New Missing Books Register aims to deter antiquarian book thieves

This summer a new ‘Missing Books Register’ aims to help tackle the recent surge of high-profile book thefts. Launched by the International League of Antiquarian Booksellers (ILAB), the register encourages booksellers to check if books have been reported missing before selling them.

Antiquarian book thieves have become more and more brazen in the last decade. In 2017, a gang stole 160 rare books valued at £2.5 million by abseiling into a Heathrow warehouse. The publications, some dating to the fifteenth and sixteenth centuries, were owned by several collectors who feared they were “lost to the world forever”.

Thanks to the Metropolitan Police’s international investigation, the books were retrieved by Romanian detectives in a rural Moldavian hideaway three years later. Pom Harrington, President of the Antiquarian Booksellers’ Association, explained that the Heathrow robbery “was made public very quickly… the list of stolen books was circulated and that made selling them on an impossible task. This turned out to be very helpful in the capture of the thieves and the recovery of the books.”

The new centralised website will make registering and reporting missing books easier.
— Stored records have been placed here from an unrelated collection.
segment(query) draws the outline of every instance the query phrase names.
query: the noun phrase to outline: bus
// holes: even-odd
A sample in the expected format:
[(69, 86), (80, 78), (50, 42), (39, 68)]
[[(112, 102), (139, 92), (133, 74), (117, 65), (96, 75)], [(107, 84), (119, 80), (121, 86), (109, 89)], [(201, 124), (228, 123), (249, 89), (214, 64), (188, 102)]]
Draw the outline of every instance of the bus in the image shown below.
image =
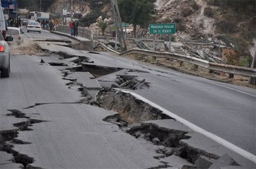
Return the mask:
[(36, 21), (37, 19), (37, 11), (29, 12), (28, 13), (28, 19)]

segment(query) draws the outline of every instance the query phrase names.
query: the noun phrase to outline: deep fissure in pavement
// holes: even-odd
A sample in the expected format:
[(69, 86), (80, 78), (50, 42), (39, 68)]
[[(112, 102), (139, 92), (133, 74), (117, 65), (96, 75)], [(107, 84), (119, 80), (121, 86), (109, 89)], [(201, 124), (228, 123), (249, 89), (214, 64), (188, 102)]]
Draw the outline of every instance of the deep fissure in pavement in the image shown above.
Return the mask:
[(90, 72), (96, 78), (109, 75), (120, 70), (123, 68), (101, 66), (94, 65), (86, 64), (84, 63), (81, 66), (70, 68), (71, 72)]
[(18, 132), (33, 130), (29, 128), (29, 127), (32, 126), (32, 124), (35, 123), (46, 122), (47, 121), (30, 119), (30, 117), (25, 116), (25, 113), (18, 110), (8, 110), (8, 111), (11, 113), (7, 114), (6, 116), (12, 116), (17, 118), (24, 118), (28, 119), (28, 120), (13, 124), (15, 127), (17, 127), (17, 129), (0, 131), (0, 151), (12, 154), (14, 157), (14, 161), (12, 162), (22, 164), (25, 169), (41, 168), (29, 165), (29, 164), (32, 164), (34, 161), (33, 158), (28, 157), (26, 154), (20, 154), (19, 152), (13, 150), (14, 146), (8, 144), (8, 142), (11, 142), (14, 144), (31, 144), (31, 143), (17, 139), (16, 138), (18, 137)]
[(101, 107), (119, 113), (120, 118), (132, 124), (152, 120), (170, 119), (169, 116), (129, 93), (112, 89), (100, 90), (97, 104)]
[(139, 80), (137, 76), (127, 75), (117, 75), (114, 82), (119, 85), (119, 88), (136, 90), (143, 87), (149, 87), (149, 83), (146, 82), (145, 79)]
[[(103, 119), (104, 121), (117, 125), (122, 131), (137, 139), (144, 139), (155, 145), (162, 146), (156, 150), (157, 153), (161, 154), (154, 157), (156, 159), (162, 160), (162, 158), (174, 155), (193, 165), (184, 165), (189, 167), (188, 168), (201, 168), (202, 164), (205, 165), (205, 168), (208, 168), (220, 157), (191, 147), (182, 141), (183, 140), (189, 139), (190, 137), (186, 135), (188, 132), (160, 127), (151, 123), (143, 122), (153, 120), (175, 119), (129, 93), (110, 89), (103, 89), (98, 94), (97, 104), (119, 113), (106, 117)], [(133, 124), (134, 127), (133, 127)], [(205, 159), (207, 159), (207, 163), (205, 162)], [(169, 165), (171, 165), (171, 164), (166, 163), (151, 168), (166, 168)], [(234, 162), (232, 165), (237, 165), (237, 164)]]
[(65, 64), (64, 63), (48, 62), (48, 63), (51, 66), (68, 66), (67, 64)]
[[(87, 67), (86, 69), (84, 69), (84, 66), (76, 67), (76, 71), (77, 71), (77, 69), (78, 69), (81, 72), (89, 72), (91, 73), (93, 73), (91, 74), (96, 77), (112, 73), (112, 71), (111, 72), (105, 71), (104, 73), (100, 73), (100, 71), (99, 71), (100, 73), (99, 72), (95, 73), (96, 71), (98, 70), (95, 70), (97, 66), (90, 66)], [(113, 72), (116, 71), (113, 71)], [(100, 74), (100, 75), (99, 75)], [(64, 73), (64, 76), (67, 76), (67, 75), (68, 73)], [(113, 82), (116, 83), (118, 86), (112, 86), (111, 87), (132, 90), (149, 87), (149, 83), (146, 82), (145, 79), (139, 80), (135, 76), (127, 75), (117, 75), (116, 80)], [(67, 80), (73, 81), (67, 84), (67, 85), (78, 85), (76, 80)], [(86, 96), (88, 95), (86, 90), (83, 86), (80, 87), (79, 89), (82, 94), (86, 97)], [(122, 130), (127, 132), (137, 139), (142, 138), (155, 145), (162, 146), (161, 148), (156, 150), (156, 153), (160, 154), (154, 157), (156, 159), (162, 160), (162, 158), (166, 157), (176, 156), (192, 164), (192, 165), (183, 165), (185, 168), (182, 167), (182, 168), (201, 168), (201, 164), (205, 163), (204, 161), (204, 159), (207, 159), (206, 160), (208, 164), (204, 165), (205, 165), (205, 168), (208, 168), (216, 160), (219, 158), (219, 156), (214, 154), (192, 147), (182, 141), (183, 140), (189, 139), (190, 137), (186, 135), (187, 132), (160, 127), (153, 123), (143, 122), (154, 120), (173, 119), (175, 120), (175, 119), (163, 114), (160, 110), (136, 99), (129, 93), (122, 92), (111, 87), (107, 87), (99, 91), (96, 99), (96, 102), (90, 102), (87, 101), (84, 103), (98, 106), (105, 109), (119, 113), (106, 117), (103, 119), (104, 121), (117, 125)], [(135, 127), (132, 127), (134, 123), (136, 123), (134, 125)], [(150, 168), (164, 168), (170, 167), (169, 165), (171, 165), (171, 164), (166, 161), (160, 161), (160, 162), (163, 163), (163, 165)], [(232, 165), (236, 165), (237, 164), (234, 162)]]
ILAB is also looking to work with The International Federation of Library Associations (IFLA) and the UK libraries to register their missing books.

Anyone will have free access to most of the information ILAB holds,” said Harrington. “We cannot always release everything in case we prejudice an ongoing investigation…in these cases we have decided it’s better to have some details than none at all.”

In the wake of the pandemic, the antiquarian book trade thrived as the world adjusted to stay-at-home rules. “May [2020] was in fact a normal trading month and since then business has been excellent,” recalled Harrington. “Covid has provided collectors new-found time to spend with their collections, re-evaluate what they felt was missing and subsequently buy new items to fill in lacking areas.

Alongside the growing pool of buyers, a new group of millennial bibliophiles have begun collecting too. Online art fairs flourished in 2020 as well, including The Firsts Online platform which digitally stages rare book fairs.

Harrington revealed “this was a new idea we began working on a year ago and it continues to prove its worth. We have since had four online fairs, each one getting bigger… the trick will be how do we combine physical and online fairs, so they work together even after the pandemic.”